Hi Team,
I am using Qlogic Infiniband and Openmpi-1.5.3. I can able to run the jobs
by CLI without any issues, but when iam submitting over torque scheduler
facing the below issue.
I am facing issue while submitting the jobs through Torque scheduler. Error
file is attached
*Overview of the problem:*
node1.ibab.ac.in.5910Driver initialization failure on /dev/ipath (err=23)
--------------------------------------------------------------------------
PSM was unable to open an endpoint.
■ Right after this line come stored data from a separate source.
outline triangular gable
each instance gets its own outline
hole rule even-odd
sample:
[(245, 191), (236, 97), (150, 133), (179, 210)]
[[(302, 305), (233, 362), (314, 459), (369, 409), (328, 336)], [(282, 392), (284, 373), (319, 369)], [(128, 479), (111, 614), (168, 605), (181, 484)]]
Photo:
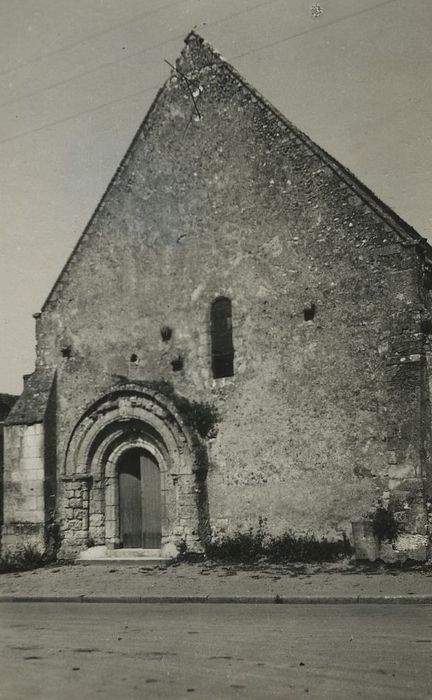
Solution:
[[(401, 238), (409, 244), (420, 245), (424, 248), (425, 253), (429, 258), (432, 258), (432, 247), (429, 245), (427, 238), (421, 236), (412, 226), (398, 216), (389, 206), (379, 199), (366, 185), (364, 185), (348, 168), (344, 167), (335, 158), (324, 151), (312, 139), (298, 129), (292, 122), (287, 119), (271, 102), (269, 102), (258, 90), (256, 90), (245, 78), (228, 63), (210, 44), (208, 44), (199, 34), (192, 31), (185, 39), (185, 43), (191, 41), (201, 44), (208, 54), (214, 57), (224, 65), (226, 70), (243, 86), (245, 87), (259, 102), (276, 116), (284, 126), (286, 126), (295, 136), (300, 139), (324, 165), (333, 170), (340, 179), (342, 179), (352, 191), (367, 204), (381, 219), (385, 221), (393, 230), (401, 236)], [(432, 262), (432, 260), (431, 260)]]
[[(129, 156), (134, 150), (134, 147), (139, 138), (146, 133), (150, 118), (154, 112), (154, 109), (159, 101), (160, 96), (165, 90), (165, 87), (169, 83), (174, 71), (177, 71), (180, 78), (189, 78), (191, 80), (191, 87), (193, 87), (193, 74), (198, 72), (203, 66), (211, 66), (218, 64), (223, 66), (225, 70), (238, 81), (243, 88), (246, 88), (256, 100), (260, 101), (266, 109), (271, 112), (273, 116), (281, 121), (281, 123), (292, 132), (295, 138), (299, 139), (316, 157), (318, 157), (323, 165), (330, 168), (340, 180), (342, 180), (347, 187), (349, 187), (352, 192), (357, 195), (365, 205), (367, 205), (371, 211), (374, 212), (385, 224), (387, 224), (401, 239), (404, 245), (414, 245), (418, 246), (425, 258), (430, 265), (432, 265), (432, 248), (429, 245), (426, 238), (422, 237), (412, 226), (407, 224), (401, 217), (399, 217), (390, 207), (388, 207), (384, 202), (382, 202), (379, 197), (377, 197), (368, 187), (366, 187), (360, 180), (353, 175), (347, 168), (341, 165), (335, 158), (330, 156), (326, 151), (324, 151), (320, 146), (318, 146), (314, 141), (312, 141), (306, 134), (304, 134), (300, 129), (294, 126), (281, 112), (279, 112), (276, 107), (274, 107), (268, 100), (266, 100), (263, 95), (261, 95), (253, 86), (251, 86), (238, 72), (230, 65), (217, 51), (215, 51), (210, 44), (208, 44), (199, 34), (192, 31), (188, 34), (185, 39), (186, 47), (183, 49), (179, 59), (176, 62), (176, 68), (173, 69), (171, 75), (167, 81), (160, 88), (153, 100), (150, 109), (148, 110), (143, 122), (138, 128), (128, 150), (125, 153), (119, 167), (114, 173), (111, 181), (109, 182), (98, 206), (96, 207), (92, 217), (89, 220), (86, 228), (84, 229), (82, 235), (80, 236), (77, 244), (75, 245), (71, 255), (69, 256), (63, 270), (61, 271), (57, 281), (55, 282), (48, 298), (46, 299), (42, 311), (44, 311), (49, 304), (53, 301), (55, 293), (59, 287), (61, 287), (62, 280), (67, 275), (69, 267), (77, 253), (78, 248), (81, 246), (82, 242), (87, 236), (89, 229), (91, 228), (98, 212), (103, 207), (104, 201), (108, 196), (113, 184), (117, 180), (119, 174), (122, 172), (124, 166), (126, 165)], [(193, 58), (191, 63), (191, 58), (188, 55), (188, 50), (193, 49)], [(197, 60), (197, 57), (199, 59)]]

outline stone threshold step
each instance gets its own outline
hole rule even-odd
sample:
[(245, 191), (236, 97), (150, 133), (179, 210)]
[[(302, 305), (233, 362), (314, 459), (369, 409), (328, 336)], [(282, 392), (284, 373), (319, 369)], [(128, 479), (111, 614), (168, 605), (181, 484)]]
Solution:
[[(91, 552), (91, 549), (87, 550), (87, 554)], [(161, 559), (160, 549), (105, 549), (100, 556), (106, 559)]]
[[(164, 553), (165, 554), (165, 553)], [(121, 548), (110, 549), (106, 545), (89, 547), (80, 552), (75, 564), (137, 564), (155, 566), (172, 561), (170, 557), (162, 556), (160, 549)]]
[(93, 566), (100, 564), (113, 564), (115, 566), (167, 566), (172, 559), (166, 557), (97, 557), (95, 559), (75, 559), (75, 564), (80, 566)]

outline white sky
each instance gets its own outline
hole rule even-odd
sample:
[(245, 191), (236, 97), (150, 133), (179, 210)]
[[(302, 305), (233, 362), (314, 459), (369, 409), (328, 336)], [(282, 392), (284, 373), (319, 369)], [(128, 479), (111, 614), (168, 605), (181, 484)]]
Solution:
[(432, 231), (431, 0), (0, 0), (0, 392), (192, 27)]

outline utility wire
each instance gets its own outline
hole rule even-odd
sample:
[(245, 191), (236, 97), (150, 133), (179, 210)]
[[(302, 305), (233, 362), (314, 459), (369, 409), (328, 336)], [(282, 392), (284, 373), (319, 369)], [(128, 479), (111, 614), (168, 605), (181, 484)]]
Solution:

Please make sure that the network link
is
active on the node and the hardware is functioning.
Error: Failure in initializing endpoint
I gone through the link
http://www.open-mpi.org/community/lists/users/2011/12/17888.php for
solution, same followed but no luck.
I exported the value in my input submit script file as export
PSM_SHAREDCONTEXTS_MAX=16, and submitted the job.
Sample inputfile is
#!/bin/bash
#PBS -N matmul
#PBS -l nodes=1:ppn=1
node=1
ppn=1
nprocs=`expr ${node} \* ${ppn}`
echo "--- PBS_NODEFILE CONTENT ---"
cat $PBS_NODEFILE
export PSM_SHAREDCONTEXTS_MAX=16
mpirun -np ${nprocs} --hostfile $PBS_NODEFILE /home/khan/a.out <
/home/khan/iter
Please let me know I doing correct or not ? and suggest me for best out ?
Regards,
Bhagya Raju K
|